October 21, 2015 — HAVANA (AP) — Cuba announced Wednesday that it is launching a long-term plan to preserve its sharks in cooperation with a U.S. environmental group, part of a rapidly accelerating partnership between the two countries aimed at preserving their shared waters in the Gulf of Mexico and Florida Straits.
Nearly a year after Presidents Barack Obama and Raul Castro announced that they would end a half-century of official hostility and start moving toward normalization, the most visible progress has been in the realm of environmental protection.

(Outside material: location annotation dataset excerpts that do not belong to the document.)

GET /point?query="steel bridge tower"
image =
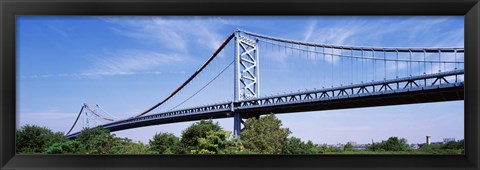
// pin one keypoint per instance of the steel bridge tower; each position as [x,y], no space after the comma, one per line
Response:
[246,83]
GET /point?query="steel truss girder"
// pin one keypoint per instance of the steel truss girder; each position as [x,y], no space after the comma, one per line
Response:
[246,68]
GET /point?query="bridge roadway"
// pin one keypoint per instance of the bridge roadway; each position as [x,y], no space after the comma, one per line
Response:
[444,86]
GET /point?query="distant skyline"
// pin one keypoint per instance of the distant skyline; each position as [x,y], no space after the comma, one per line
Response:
[128,64]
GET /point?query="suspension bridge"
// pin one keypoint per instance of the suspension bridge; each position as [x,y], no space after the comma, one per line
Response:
[325,77]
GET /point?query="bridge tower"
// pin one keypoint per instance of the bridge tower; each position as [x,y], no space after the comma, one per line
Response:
[246,84]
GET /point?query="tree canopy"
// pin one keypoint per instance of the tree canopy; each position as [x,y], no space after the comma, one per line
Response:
[264,135]
[197,130]
[35,139]
[165,143]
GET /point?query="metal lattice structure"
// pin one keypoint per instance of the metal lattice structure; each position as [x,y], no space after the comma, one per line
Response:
[246,68]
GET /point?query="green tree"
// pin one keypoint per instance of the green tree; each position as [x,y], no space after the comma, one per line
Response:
[264,135]
[197,130]
[65,147]
[218,142]
[293,146]
[127,146]
[297,146]
[348,147]
[96,140]
[165,143]
[35,139]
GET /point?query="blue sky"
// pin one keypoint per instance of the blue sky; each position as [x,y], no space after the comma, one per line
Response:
[127,64]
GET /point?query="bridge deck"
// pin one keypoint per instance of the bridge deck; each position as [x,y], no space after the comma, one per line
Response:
[405,91]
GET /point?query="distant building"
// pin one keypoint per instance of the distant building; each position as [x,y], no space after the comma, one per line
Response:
[353,143]
[446,140]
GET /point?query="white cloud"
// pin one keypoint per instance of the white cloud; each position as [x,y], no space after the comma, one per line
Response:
[176,33]
[132,61]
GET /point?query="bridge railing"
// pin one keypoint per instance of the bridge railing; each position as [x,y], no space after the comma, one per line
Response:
[422,82]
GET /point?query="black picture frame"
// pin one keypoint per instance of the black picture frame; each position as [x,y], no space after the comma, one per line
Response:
[11,8]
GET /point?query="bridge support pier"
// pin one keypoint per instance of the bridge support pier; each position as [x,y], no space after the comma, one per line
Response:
[237,125]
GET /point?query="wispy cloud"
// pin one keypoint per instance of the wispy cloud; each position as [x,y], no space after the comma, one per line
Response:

The shark plan announced by Cuba after two years of work with the U.S -based Environmental Defense Fund commits Cuba to recording shark catches by fishing vessels and eventually implementing stricter rules that would limit shark fishing and protect shark nurseries.
Secretary of State John Kerry announced in Valparaiso, Chile this month that the U.S. and Cuba were signing an accord to work together on protecting marine preservation areas in far western Cuba located a relatively short distance from Texas and Florida across the Gulf of Mexico and Florida Straits.
In April, a research vessel operated by the U.S. National Oceanic and Atmospheric Administration carried marine scientists from Cuba and other countries on a research cruise aimed at gathering information about the spawning of blue-fin tuna, a commercially valuable and highly threatened species.